If the case history is to become germane to medical
methodology once more, how are we to think about its
production of ‘truth’ (whether for the patient, the doctor
and/or the reader)? And
most curiously, for me at least, in what ways does the
storyteller reveal himself
in the act of telling another’s
story?
I first engaged with Sacks’
work on my undergraduate Sociology degree here at Warwick. We were learning to
think about the relation between identity, memory and trauma,
both from the personal or autobiographical perspective, and in
relation to questions of collective identity in the context of
twentieth-century cultural history. In The Man Who Mistook His
Wife for a Hat (or his Hat book, as Sacks calls it) we found stories
to demonstrate the precariousness of personal identity.

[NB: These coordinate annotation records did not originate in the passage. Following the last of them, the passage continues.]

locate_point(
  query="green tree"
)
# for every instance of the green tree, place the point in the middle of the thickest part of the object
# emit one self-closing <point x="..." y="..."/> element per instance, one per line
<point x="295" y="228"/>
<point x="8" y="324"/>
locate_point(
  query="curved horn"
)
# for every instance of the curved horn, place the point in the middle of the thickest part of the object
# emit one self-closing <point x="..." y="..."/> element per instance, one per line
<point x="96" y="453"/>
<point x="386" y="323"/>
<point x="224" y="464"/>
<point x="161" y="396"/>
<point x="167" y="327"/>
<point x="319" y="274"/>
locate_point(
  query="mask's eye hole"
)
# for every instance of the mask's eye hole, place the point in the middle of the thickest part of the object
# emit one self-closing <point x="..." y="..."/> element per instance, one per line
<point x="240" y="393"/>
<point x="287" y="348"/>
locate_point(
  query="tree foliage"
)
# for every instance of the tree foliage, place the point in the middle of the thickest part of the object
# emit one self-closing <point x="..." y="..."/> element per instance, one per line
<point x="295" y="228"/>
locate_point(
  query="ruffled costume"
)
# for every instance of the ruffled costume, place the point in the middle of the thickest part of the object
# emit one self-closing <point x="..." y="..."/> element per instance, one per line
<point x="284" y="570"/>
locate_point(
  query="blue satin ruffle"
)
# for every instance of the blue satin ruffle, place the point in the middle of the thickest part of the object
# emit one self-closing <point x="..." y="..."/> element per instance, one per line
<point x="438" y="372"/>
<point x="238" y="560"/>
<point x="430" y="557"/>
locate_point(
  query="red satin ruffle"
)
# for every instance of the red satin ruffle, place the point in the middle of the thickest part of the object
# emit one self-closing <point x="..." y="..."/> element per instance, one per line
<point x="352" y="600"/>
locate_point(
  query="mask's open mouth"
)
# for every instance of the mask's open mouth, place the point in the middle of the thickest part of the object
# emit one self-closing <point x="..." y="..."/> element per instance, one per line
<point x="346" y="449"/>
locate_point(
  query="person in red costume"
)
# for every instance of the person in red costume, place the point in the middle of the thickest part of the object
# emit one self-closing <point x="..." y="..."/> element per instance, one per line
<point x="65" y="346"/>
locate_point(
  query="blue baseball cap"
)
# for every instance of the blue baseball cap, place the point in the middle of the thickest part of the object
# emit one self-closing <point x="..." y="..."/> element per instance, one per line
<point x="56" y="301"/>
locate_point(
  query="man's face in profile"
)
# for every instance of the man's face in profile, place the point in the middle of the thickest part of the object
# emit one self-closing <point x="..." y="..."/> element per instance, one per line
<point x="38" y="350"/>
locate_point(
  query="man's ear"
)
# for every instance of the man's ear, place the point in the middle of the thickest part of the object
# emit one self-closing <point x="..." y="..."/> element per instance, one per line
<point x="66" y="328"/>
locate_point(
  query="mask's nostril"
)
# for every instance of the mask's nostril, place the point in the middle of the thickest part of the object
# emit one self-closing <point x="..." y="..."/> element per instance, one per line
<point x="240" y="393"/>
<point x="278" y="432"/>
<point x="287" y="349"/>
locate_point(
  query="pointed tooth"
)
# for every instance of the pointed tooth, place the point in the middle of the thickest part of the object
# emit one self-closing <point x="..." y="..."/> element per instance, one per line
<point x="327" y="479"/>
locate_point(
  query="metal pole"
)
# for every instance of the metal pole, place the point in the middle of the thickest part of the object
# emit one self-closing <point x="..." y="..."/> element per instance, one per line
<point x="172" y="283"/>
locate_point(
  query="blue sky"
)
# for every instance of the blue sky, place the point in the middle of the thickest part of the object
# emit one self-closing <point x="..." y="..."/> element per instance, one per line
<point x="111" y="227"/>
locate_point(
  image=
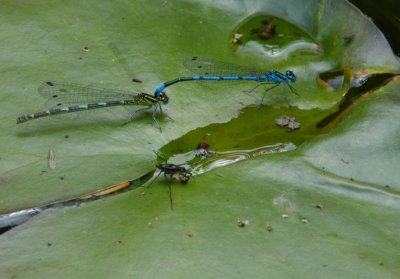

Critically, for the student of sociology, Sacks’ work offered
an unusual lens – what we might call the lens of ‘neurological
self-hood’ – for viewing how one’s capacity to sustain a
stable sense of self can be disrupted. More recently I’ve
returned to Sacks’ work with a view to thinking about the
affinities between his research questions and those of
psychoanalysis. When I asked Dr Sacks to reflect on the place
of psychoanalysis, and of Sigmund Freud, in his life and work
it was clear that there were several lines of thought to
pursue. Freud the writer of case histories provides a clear
precedent for Sacks. Then there is the therapeutic
experience of psychoanalysis to consider, especially its
clinical practice of reading the self beyond its most obvious
presentations. Indeed,
Sacks discussed with me how his long standing personal
analysis may have strengthened his habit and skill as a
listener. But
perhaps it is the early Freud – the neurologist in gradual
pursuit of a scientific psychology – that Sacks is most able
to admire.[2]
In the course of our interview Sacks told me about his great
love for marine biology, and how at one point in his career –
‘between the chemical days and the medical days’ – he had
wanted to spend his life’s work on the nervous systems and
behaviours of invertebrates. If it is difficult to reconcile
such a wish with the deeply human commitment to
medicine and science for which Sacks is now renowned, we
should remember that the impulse to keep these dimensions
distinct – to carve up the world according to different kinds in order to
limit one’s engagement with it – runs counter to Sacks’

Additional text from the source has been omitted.